Il… faut… arriver… au bout… de là… au bout du bout… C’est ce qu’elle ne cessera de se dire tout du long. Elle marche dans une crucifixion jusqu’à atteindre l’autre rive, l’autre bord, comme d’un fleuve, avec des alligators aux dents aiguisés, des moteurs grondant rutilants qui n’en ont rien à faire de cette enfant qui marche comme un vieillard, à pas serrés, un pas après l’autre, elle vise la rive où elle sera sauvée oui, mais ça n’avance pas, avenue du Prince aimant, elle craint la paralysie, il faut marcher, marcher encore, elle n’en est qu’au tiers de ce passage piéton-qui-ne peut-pas-avancer -ça n’est pas prévu- ce passage somme toute large mais qu’elle doit achever/parcourir, absolument, sous peine d’être avalée, écrasée, effacée de la surface du monde, enfoncée sous le bitume, elle entend l’aspiration la succion. sous les voitures dans un bruit de ferraille et de succion. Elle se dit Qui sait si je ne serai pas vieillarde quand j’approcherai de la fin de ce chemin de croix chaussée passage clouté zébré disque rayé d’où je ne parviens pas à bouger.
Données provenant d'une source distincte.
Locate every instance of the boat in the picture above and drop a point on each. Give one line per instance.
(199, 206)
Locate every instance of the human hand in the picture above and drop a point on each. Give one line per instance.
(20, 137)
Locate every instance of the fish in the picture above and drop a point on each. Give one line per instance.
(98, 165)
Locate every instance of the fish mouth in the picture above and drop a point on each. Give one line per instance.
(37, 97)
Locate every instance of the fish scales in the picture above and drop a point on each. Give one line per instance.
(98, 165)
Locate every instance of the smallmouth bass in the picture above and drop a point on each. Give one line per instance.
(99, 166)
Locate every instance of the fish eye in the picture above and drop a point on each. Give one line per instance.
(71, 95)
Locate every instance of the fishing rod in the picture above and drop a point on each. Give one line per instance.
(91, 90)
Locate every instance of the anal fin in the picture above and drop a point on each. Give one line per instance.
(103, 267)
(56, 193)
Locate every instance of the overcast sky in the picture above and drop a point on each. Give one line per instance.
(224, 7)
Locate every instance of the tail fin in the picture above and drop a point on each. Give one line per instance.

Plus je bouge moins je bouge. Succion et aspiration dans le bitume. Cette voiture rouge qui rigole, elle est toujours à peine dépassée, mais la suivante côte côte apparaît à peine or le temps marche plus vite, le cliquetis du feu audible, et la voix automatique se fait entendre, comme celle des ascenseurs -pauvre femme condamnée à prononcer ce genre de phrases : «La porte est ouverte», ici, «Le feu passe au vert dans un instant», elle sait ce qui la rive sur place, ce qui l’encre à jamais peut-être, ce qui renâcle, qui se fait prier se raidit, l’empêche de se pousser vraiment en avant, et d’en finir avec cette peine. C’est vrai que c’est de sa faute. Elle sait, elle promet intérieurement de ne plus jamais se mettre dans cette situation et supplie ses jambes d’articuler un pas après l’autre, d’enchaîner jusqu’au trottoir, un marionnettiste à qui la marionnette n’obéit plus, voilà ce qu’elle a failli devenir quand elle se hisse sur le refuge
… une bien longue traversée ! trop vaste, la chaussée et trop lourd le temps à porter – de la marionnette ou du marionnettiste, qui veut, ne veut pas, peut, ne peut pas obtenir de l’autre ce qu’il attend pour que le temps reprenne ? Merci pour ce texte..
Magnifique. Je m’étrangle de ne pas savoir dire plus et mieux en réponse à ce texte
Merci de vos appréciations ! -Je n’étais pas sûre de moi, là, ayant en tête « Tous ceux qui tombent », mais l’orientation, au final, est différente-. Je suis heureuse que cela vous ait fait écho.